Peserta yang hadir berasal dari berbagai kalangan pekerja transportasi, baik online maupun konvensional.
Kepala Kantor BPJS Ketenagakerjaan Morowali, Makmur, dalam pemaparannya menegaskan bahwa jaminan sosial ketenagakerjaan merupakan hak dasar setiap pekerja, tanpa terkecuali.
“Jaminan sosial adalah hak dasar yang harus kita berikan kepada masyarakat pekerja, termasuk sektor transportasi yang memiliki risiko kerja cukup tinggi,” ujarnya.
Ia menjelaskan, melalui kepesertaan BPJS Ketenagakerjaan, pekerja akan mendapatkan perlindungan dari berbagai risiko, mulai dari kecelakaan kerja, kematian, hingga jaminan hari tua.
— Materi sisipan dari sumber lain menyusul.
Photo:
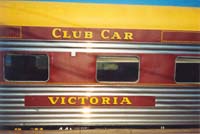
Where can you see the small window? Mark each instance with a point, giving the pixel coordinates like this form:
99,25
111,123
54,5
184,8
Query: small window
19,67
117,69
187,69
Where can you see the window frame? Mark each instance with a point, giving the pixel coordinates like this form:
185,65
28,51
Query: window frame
121,82
186,58
25,54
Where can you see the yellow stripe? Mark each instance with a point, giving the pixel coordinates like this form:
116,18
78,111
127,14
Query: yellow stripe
99,15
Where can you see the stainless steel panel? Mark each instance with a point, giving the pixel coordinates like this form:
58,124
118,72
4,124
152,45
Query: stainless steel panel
174,106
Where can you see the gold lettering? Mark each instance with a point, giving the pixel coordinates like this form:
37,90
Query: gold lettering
56,33
105,100
125,100
94,100
63,100
53,100
72,100
88,35
82,99
115,100
105,34
66,35
116,36
76,34
128,36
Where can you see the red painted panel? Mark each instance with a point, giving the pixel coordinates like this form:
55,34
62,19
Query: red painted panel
157,68
66,68
67,101
10,32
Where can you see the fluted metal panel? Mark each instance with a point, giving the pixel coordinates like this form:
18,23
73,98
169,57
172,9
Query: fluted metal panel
174,106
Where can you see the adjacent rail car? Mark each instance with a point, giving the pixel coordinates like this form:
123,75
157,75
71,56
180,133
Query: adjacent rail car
84,63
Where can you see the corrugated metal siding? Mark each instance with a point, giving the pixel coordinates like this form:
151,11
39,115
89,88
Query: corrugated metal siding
174,106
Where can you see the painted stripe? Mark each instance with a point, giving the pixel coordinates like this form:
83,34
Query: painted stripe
188,3
98,34
99,16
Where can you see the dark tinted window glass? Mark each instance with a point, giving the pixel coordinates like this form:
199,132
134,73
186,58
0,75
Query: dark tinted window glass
117,69
187,69
26,67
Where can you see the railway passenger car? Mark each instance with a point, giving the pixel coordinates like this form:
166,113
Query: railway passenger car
99,63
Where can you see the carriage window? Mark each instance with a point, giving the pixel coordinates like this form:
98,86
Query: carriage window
117,69
187,69
19,67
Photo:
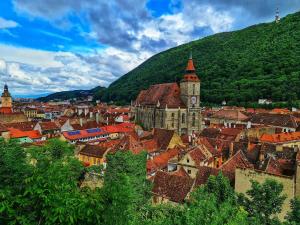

Perlindungan ini diharapkan mampu memberikan rasa aman sekaligus meningkatkan kesejahteraan pekerja dan keluarganya.
Menariknya, dalam kesempatan tersebut juga disampaikan program keringanan iuran berupa diskon sebesar 50 persen bagi pekerja sektor transportasi yang berlaku hingga Maret 2027.
Dengan adanya program ini, pekerja dapat memperoleh manfaat perlindungan maksimal dengan beban iuran yang lebih ringan.
Program tersebut diharapkan menjadi pendorong meningkatnya jumlah peserta, khususnya bagi pekerja transportasi yang selama ini belum terdaftar dalam program jaminan sosial ketenagakerjaan.
“Kegiatan ini diharapkan dapat mendorong lebih banyak pekerja transportasi di Kabupaten Morowali untuk mendaftarkan diri, sehingga tercipta perlindungan tenaga kerja yang lebih luas dan berkelanjutan,” tutup Makmur.